Oxford from above

Harrison Street Real Estate Capital has raised €700 million for its second European specialty housing fund.

The Chicago-based manager closed Harrison Street European Property Partners II on €500 million – 25 percent more than its €400 million target – and raised an additional €200 million in co-investment capital, PERE has learned. Both pools reached their hard-caps.

The firm will focus on student housing and other residential property types, such as micro-living and rental apartments, throughout Europe. So far it has already deployed roughly €400 million – or 57 percent of the total equity raised – to acquire 24 properties, Rob Mathias, senior managing director and head of international investment at Harrison Street, said.

Early investments have been near Irish colleges in Dublin and Cork, Mathias told PERE. Harrison Street also made investments in Spain and the UK while scouting out deals in France and Germany. “It’s really a pan-European strategy,” he said. “We have a presence in most of the major markets to date and we’re continuing to look at the ones where we do not.”

Mathias declined to specify how much of the invested capital came from the co-investment pool, though he noted the firm is ahead of schedule on its deployment, which is set to wrap up next year.

Christopher Merrill, Harrison Street’s founder and chief executive, said more than half the capital committed to the fund came from repeat investors. The vehicle’s predecessor, Harrison Street European Property Partners I, closed on €235 million in May 2015 and has returned 44 percent of its capital to investors to date.

Despite increasing hesitation about investing in real estate late in the cycle, investors were drawn to the firm’s second European fund because they viewed it as a safe bet in otherwise uncertain times, Merrill said.

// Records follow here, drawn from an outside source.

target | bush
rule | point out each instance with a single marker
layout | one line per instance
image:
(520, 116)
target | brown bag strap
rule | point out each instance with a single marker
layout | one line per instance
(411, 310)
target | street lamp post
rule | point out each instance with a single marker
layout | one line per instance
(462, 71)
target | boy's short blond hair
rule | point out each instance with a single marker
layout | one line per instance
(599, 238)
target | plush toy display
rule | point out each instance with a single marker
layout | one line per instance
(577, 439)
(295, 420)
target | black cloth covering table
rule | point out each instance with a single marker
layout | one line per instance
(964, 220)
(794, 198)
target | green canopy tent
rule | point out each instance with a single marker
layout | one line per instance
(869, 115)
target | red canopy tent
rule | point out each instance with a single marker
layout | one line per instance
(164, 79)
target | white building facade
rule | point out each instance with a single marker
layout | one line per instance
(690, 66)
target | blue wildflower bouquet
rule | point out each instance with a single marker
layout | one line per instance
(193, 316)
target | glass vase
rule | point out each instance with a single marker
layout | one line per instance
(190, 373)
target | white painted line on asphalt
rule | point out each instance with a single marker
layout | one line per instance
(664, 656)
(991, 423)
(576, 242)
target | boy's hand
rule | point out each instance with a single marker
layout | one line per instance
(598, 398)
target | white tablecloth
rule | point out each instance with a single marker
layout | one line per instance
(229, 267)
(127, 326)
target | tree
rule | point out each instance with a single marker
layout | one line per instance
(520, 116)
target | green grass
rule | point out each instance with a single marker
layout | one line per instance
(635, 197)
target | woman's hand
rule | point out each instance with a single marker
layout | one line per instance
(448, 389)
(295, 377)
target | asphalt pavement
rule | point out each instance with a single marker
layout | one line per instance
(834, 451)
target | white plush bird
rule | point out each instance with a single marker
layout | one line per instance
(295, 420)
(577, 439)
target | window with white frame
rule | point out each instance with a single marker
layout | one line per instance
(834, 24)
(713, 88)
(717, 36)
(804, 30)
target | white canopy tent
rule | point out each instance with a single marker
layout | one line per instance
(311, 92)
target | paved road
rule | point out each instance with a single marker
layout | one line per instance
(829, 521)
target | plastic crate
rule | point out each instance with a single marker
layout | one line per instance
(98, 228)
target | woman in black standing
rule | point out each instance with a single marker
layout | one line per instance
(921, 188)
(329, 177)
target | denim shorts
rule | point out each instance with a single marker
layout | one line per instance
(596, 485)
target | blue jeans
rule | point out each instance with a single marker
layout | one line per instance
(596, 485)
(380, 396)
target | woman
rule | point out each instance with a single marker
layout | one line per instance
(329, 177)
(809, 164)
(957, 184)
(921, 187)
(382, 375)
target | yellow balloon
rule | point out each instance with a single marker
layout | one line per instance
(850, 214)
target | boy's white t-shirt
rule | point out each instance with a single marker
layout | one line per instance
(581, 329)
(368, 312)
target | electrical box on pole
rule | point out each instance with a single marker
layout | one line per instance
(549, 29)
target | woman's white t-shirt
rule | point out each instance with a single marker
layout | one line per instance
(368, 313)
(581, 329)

“Many investors are cautious now,” he said. “But, when you look at the asset classes we focus on, which cater to demographic trends, there’s clearly demand in Europe and around the world. Investors are looking to be defensive and still make good risk-adjusted returns and we can do both with these assets.”

Capital raising for European-specific strategies in traditional closed-end vehicles is down in the early months of 2019. At $4.42 billion through the first quarter, it is 17 percent off last year’s pace, according to PERE data. However, that seems to have more to do with the rising popularity of global funds raised by large managers, which roughly doubled year on year. North American and Asia-Pacific strategies have dropped off more steeply, down 30 percent and 65 percent, respectively, from the first quarter of 2018.

Harrison Street views higher education as a catalyst for increased housing demand. This thesis has led the manager to acquire 150,000 student housing beds since 2005. In Europe alone, it manages 15,000 beds and Mathias sees opportunities for growth even amid the uncertainty of Brexit.

“We’re long-term investors,” he said. “There will be a day when the UK and the EU decide their fate but, in the meantime, there are still many students traveling to the UK to study from the US, Asia and elsewhere. With the quality of the universities in the UK, it is hard to ignore as a market that’s important to our strategy.”

The student housing sector has attracted only a modest amount of global fundraising capital to date in 2019. Only $67 million was committed to student housing-centric funds during the first three months of the year, according to PERE data, accounting for less than 2 percent of funds raised for closed-end vehicles during the period. By comparison, office funds drew $1.95 billion, while multifamily vehicles pulled in $1.54 billion in the quarter.